« Il y a bien longtemps, si longtemps que notre mémoire en a perdu la trace, les nombreux peuples de l’Ether avaient des contacts avec les Humains. » [ Anne Givaudan, médium ]La Vie est le plus beau des contes de fées.
ous sommes en Europe centrale, au pied des Carpates. Dans le bois des Quatre Routes, proche de la petite ville de Bloch, vit un elfe.
Un elfe est un esprit non manifesté – c'est-à-dire privé de corps – qui papillonne entre terre et Ciel. On voit parfois voleter ces petites flammèches au dessus des marais, à approche d’un orage ou d’un grave évènement.
Vivant seul, notre elfe va souvent traîner près des humains. Il aime les voir travailler ensemble, construire de beaux bâtiments, s'entraider lors des foins, élever leurs enfants...
Un soir, par une fenêtre ouverte il entend des gémissements étouffés. En s'approchant, il constate qu'ils proviennent d’une jeune fille.
« Qu'elle est belle, songe-t-il. Mais... pourquoi pleure-t-elle ?
De l'âme en émoi de la jeune fille s'échappent d'étranges turbulences. Ce sont ses pensées.
« Voilà Isa ! Comme je l'envie. Anatole l'aime, ils sortent, ils s'amusent. Et moi, je suis là, toute seule...
L'elfe comprend qu’elle aime ce garçon, mais elle n’ose pas le lui avouer.
« Enfin pourquoi ?? Elle est si jolie !
Quand soudain elle se met à arpenter la pièce, il comprend.

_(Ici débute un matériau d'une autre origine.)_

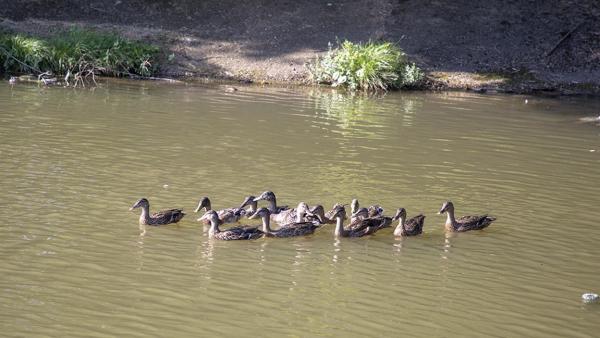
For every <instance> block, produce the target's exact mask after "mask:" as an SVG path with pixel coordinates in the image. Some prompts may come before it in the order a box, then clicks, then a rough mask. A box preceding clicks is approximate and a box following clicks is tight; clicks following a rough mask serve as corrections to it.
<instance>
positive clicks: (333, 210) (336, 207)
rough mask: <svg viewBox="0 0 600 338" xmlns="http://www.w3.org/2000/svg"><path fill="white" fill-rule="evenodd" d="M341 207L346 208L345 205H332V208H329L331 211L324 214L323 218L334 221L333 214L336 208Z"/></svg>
mask: <svg viewBox="0 0 600 338" xmlns="http://www.w3.org/2000/svg"><path fill="white" fill-rule="evenodd" d="M342 206H346V205H345V204H339V203H336V204H334V205H333V207H332V208H331V210H329V211H328V212H326V213H325V217H327V218H328V219H334V216H333V212H334V211H335V210H336V209H337V208H339V207H342ZM344 220H345V219H344Z"/></svg>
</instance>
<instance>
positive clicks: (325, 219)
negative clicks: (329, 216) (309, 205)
mask: <svg viewBox="0 0 600 338" xmlns="http://www.w3.org/2000/svg"><path fill="white" fill-rule="evenodd" d="M333 207H334V208H335V205H334V206H333ZM309 212H310V213H311V214H313V215H315V217H316V218H317V219H318V220H319V223H321V224H333V223H335V219H330V218H329V217H327V215H329V216H331V214H330V212H327V215H326V214H325V208H323V206H322V205H320V204H317V205H315V206H314V207H312V208H310V209H309Z"/></svg>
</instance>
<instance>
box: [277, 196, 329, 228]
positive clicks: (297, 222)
mask: <svg viewBox="0 0 600 338" xmlns="http://www.w3.org/2000/svg"><path fill="white" fill-rule="evenodd" d="M321 208H322V207H321ZM293 210H294V212H291V213H288V214H287V215H286V217H285V220H284V221H283V222H282V224H281V225H280V227H287V226H288V225H290V224H292V225H293V224H295V223H304V222H312V223H314V224H317V225H318V224H322V222H323V219H322V218H321V216H320V215H316V214H313V213H312V212H310V208H309V207H308V204H306V203H305V202H300V203H298V206H297V207H296V208H294V209H293ZM292 217H294V218H292Z"/></svg>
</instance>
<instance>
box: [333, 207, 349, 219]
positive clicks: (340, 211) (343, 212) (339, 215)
mask: <svg viewBox="0 0 600 338" xmlns="http://www.w3.org/2000/svg"><path fill="white" fill-rule="evenodd" d="M331 218H341V219H342V220H344V219H346V208H345V207H344V205H338V206H336V207H334V208H333V209H332V210H331Z"/></svg>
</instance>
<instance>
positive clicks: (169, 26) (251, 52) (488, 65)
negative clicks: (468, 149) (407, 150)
mask: <svg viewBox="0 0 600 338" xmlns="http://www.w3.org/2000/svg"><path fill="white" fill-rule="evenodd" d="M72 25H81V26H86V27H90V26H91V27H95V28H98V29H105V30H116V31H118V32H120V33H122V34H124V35H126V36H129V37H132V38H137V39H142V40H146V41H150V42H153V43H156V44H159V45H161V46H162V47H163V48H164V50H165V54H164V58H165V60H164V66H163V67H162V70H161V72H162V74H161V75H163V76H168V77H177V78H181V77H184V78H198V77H211V78H224V79H231V80H239V81H253V82H262V83H264V82H285V83H290V82H291V83H305V82H306V81H307V79H308V76H309V74H308V72H307V70H306V67H305V66H304V65H305V63H307V62H310V61H312V60H313V59H314V57H315V55H316V54H318V53H322V52H324V51H326V50H327V45H328V43H329V42H332V43H335V42H336V40H343V39H349V40H352V41H367V40H369V39H371V40H380V39H381V40H390V41H395V42H397V43H398V44H399V45H400V46H401V47H402V48H403V49H404V50H405V51H406V53H407V55H408V56H409V57H410V58H411V59H412V60H414V61H415V62H417V64H419V65H420V66H421V67H423V68H424V69H425V70H426V71H427V72H428V73H429V76H428V78H429V79H428V81H427V86H428V87H429V88H434V89H446V88H462V89H473V90H477V91H487V90H500V91H509V92H542V93H547V94H548V95H555V94H569V93H570V94H573V93H574V94H578V93H591V94H600V1H598V0H579V1H568V0H547V1H542V0H538V1H525V0H512V1H511V0H503V1H502V0H489V1H485V2H484V1H480V2H477V1H467V0H447V1H443V0H439V1H435V0H433V1H421V0H363V1H358V0H343V1H341V0H340V1H334V0H331V1H327V0H325V1H317V0H303V1H289V0H282V1H275V0H272V1H269V0H262V1H233V0H223V1H215V0H206V1H194V0H178V1H175V0H171V1H168V0H89V1H77V0H21V1H5V2H4V4H3V5H2V6H1V7H0V28H5V29H10V30H14V31H20V32H28V33H33V34H40V35H45V34H48V33H51V32H53V31H55V30H57V29H63V28H64V27H68V26H72ZM561 40H562V41H561ZM559 41H561V42H560V43H559ZM169 55H172V56H171V58H169V57H168V56H169ZM168 59H171V60H170V61H168Z"/></svg>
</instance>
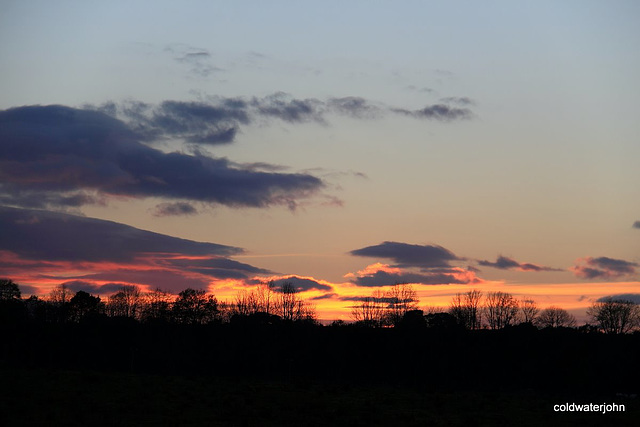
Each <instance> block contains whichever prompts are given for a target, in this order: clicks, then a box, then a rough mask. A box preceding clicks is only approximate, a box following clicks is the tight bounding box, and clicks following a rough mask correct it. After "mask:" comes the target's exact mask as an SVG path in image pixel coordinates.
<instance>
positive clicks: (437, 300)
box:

Tel un oiseau blessé, elle traîne une jambe débile.
L’elfe s’en retourne à ses bois, perturbé.
« Eh bien chez les humains, mieux vaut pas être différent des autres !
Le lendemain et les jours suivants, il l'observe. Elle gagne sa vie en travaillant quelques jours par semaine chez maître Maillard, le notaire de la ville. La jeune fille recopie les actes et gère ses rendez-vous. Elle entretient également ses plantes et le jardinet attenant à l'étude.
Un matin, tandis qu'il volette devant sa fenêtre, notre elfe s’étonne de voir la jeune fille se diriger vers lui. Non... C’est vers le vide qu'elle se dirige ! Et voici qu'elle enjambe le garde-corps ! Alors qu'il s'avance pour l'en empêcher, leurs regards se croisent. Elle s'immobilise avec un cri de surprise et se réfugie précipitamment dans la pièce.
L’elfe aussi a sursauté.
« Quoi, elle m’a vu !? »
Pourtant, depuis le temps qu'il croise les gens et même qu'il les traverse, il sait bien que personne ne peut le voir ! L’émoi ressenti en la voyant se pencher au dessus du vide l’aurait-il rendu visible ? Mais quelque chose de plus immédiat l'interpelle.
« Elle a voulu sauter ! Elle a voulu mettre fin à ses jours !
« Je dois l’aider ! Mais comment ? se demande-t-il en filant au milieu des ménagères qui se rendent au marché.